Prefeito afirma que atividade próxima ao cemitério existe há mais de 20 anos e diz que gestão busca conciliar segurança urbana e subsistência dos trabalhadores

O prefeito de Santo Antônio de Jesus, Genival Deolino (PSDB), se pronunciou nesta quarta-feira (17) sobre a notificação encaminhada pelo Ministério Público (MP) relacionada à atuação de borracheiros nas imediações do cemitério municipal. O tema foi abordado após questionamento do jornalista Marcus Augusto, durante entrevista concedida ao programa Meio-Dia e Meia.

Durante a conversa, o gestor municipal destacou que a presença dos borracheiros no local não é recente e remonta a mais de duas décadas, atravessando diferentes administrações. Segundo Genival, a situação exige cautela e responsabilidade por parte do poder público, uma vez que envolve trabalhadores que dependem da atividade para garantir o sustento de suas famílias.

“O município precisa cumprir a legislação e zelar pela segurança e organização do espaço urbano, mas também não pode ignorar uma realidade social que existe há mais de 20 anos. São pais de família que sobrevivem desse trabalho”, pontuou o prefeito.

Genival Deolino ressaltou ainda que a gestão municipal está dialogando com os órgãos competentes para construir uma alternativa que atenda às recomendações do Ministério Público sem provocar impactos sociais abruptos. Entre os pontos em análise estão a organização da atividade, possíveis adequações no local e, se necessário, a busca por um espaço apropriado que ofereça melhores condições de trabalho e segurança.
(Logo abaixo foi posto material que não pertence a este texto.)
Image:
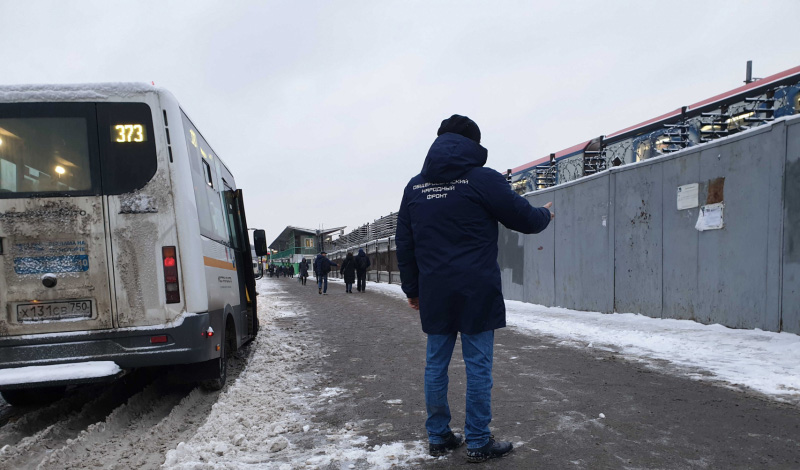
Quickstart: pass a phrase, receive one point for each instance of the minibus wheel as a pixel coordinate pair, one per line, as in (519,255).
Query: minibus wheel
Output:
(220,365)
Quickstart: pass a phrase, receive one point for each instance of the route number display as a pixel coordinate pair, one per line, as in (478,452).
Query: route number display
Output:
(124,133)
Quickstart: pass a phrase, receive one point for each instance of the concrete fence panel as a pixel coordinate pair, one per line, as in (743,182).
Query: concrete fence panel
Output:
(790,301)
(583,277)
(625,240)
(638,240)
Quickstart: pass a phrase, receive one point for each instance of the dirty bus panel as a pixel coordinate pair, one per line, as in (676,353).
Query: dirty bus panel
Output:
(109,241)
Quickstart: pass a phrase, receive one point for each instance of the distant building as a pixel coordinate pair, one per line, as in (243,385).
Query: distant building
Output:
(296,243)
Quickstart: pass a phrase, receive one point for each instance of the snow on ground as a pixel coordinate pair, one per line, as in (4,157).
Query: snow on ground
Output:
(57,372)
(265,419)
(762,361)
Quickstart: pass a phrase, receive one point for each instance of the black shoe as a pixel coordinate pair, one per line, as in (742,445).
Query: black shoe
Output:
(453,441)
(491,450)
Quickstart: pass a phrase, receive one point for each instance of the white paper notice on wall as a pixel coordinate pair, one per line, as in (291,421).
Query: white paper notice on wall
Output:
(688,196)
(710,217)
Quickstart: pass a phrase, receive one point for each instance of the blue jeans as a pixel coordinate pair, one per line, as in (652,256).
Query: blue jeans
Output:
(478,352)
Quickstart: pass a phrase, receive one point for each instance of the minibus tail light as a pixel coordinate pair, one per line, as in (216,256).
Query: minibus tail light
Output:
(171,286)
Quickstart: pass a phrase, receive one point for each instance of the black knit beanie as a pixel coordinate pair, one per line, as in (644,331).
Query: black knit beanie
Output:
(461,125)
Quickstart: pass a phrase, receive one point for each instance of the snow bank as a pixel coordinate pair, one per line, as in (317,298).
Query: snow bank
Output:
(763,361)
(265,419)
(58,372)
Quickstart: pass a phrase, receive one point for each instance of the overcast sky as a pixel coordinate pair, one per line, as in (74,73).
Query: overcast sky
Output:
(323,110)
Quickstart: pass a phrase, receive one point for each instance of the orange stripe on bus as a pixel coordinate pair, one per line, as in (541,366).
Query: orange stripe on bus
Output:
(215,263)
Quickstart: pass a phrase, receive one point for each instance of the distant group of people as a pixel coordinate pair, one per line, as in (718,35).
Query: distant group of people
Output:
(285,270)
(353,269)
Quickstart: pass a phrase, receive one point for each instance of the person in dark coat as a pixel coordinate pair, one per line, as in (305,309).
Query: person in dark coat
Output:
(303,271)
(322,266)
(447,254)
(348,271)
(362,263)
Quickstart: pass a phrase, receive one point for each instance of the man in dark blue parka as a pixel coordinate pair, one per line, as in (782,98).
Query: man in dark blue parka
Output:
(447,255)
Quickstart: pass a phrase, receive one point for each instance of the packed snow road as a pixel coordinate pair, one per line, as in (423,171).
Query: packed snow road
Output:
(335,382)
(263,418)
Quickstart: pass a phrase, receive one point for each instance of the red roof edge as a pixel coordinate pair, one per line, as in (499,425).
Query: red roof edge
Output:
(721,96)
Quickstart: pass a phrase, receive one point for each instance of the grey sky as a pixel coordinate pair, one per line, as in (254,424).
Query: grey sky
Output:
(323,110)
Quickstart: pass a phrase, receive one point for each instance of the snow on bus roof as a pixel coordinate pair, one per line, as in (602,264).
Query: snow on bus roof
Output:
(73,92)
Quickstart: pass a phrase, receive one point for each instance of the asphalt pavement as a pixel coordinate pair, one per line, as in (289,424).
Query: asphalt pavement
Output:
(563,407)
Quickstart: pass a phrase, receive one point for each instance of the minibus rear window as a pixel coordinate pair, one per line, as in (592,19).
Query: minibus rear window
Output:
(44,155)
O prefeito afirmou que a administração tem o compromisso de encontrar uma solução equilibrada, que respeite tanto as normas legais quanto a dignidade dos trabalhadores. “Não se resolve um problema social apenas com medidas punitivas. É preciso diálogo, planejamento e responsabilidade”, completou.

A Prefeitura de Santo Antônio de Jesus informou que novas reuniões devem ser realizadas nos próximos dias para aprofundar as discussões e avançar em uma proposta que concilie os interesses da população, dos trabalhadores e das instituições fiscalizadoras.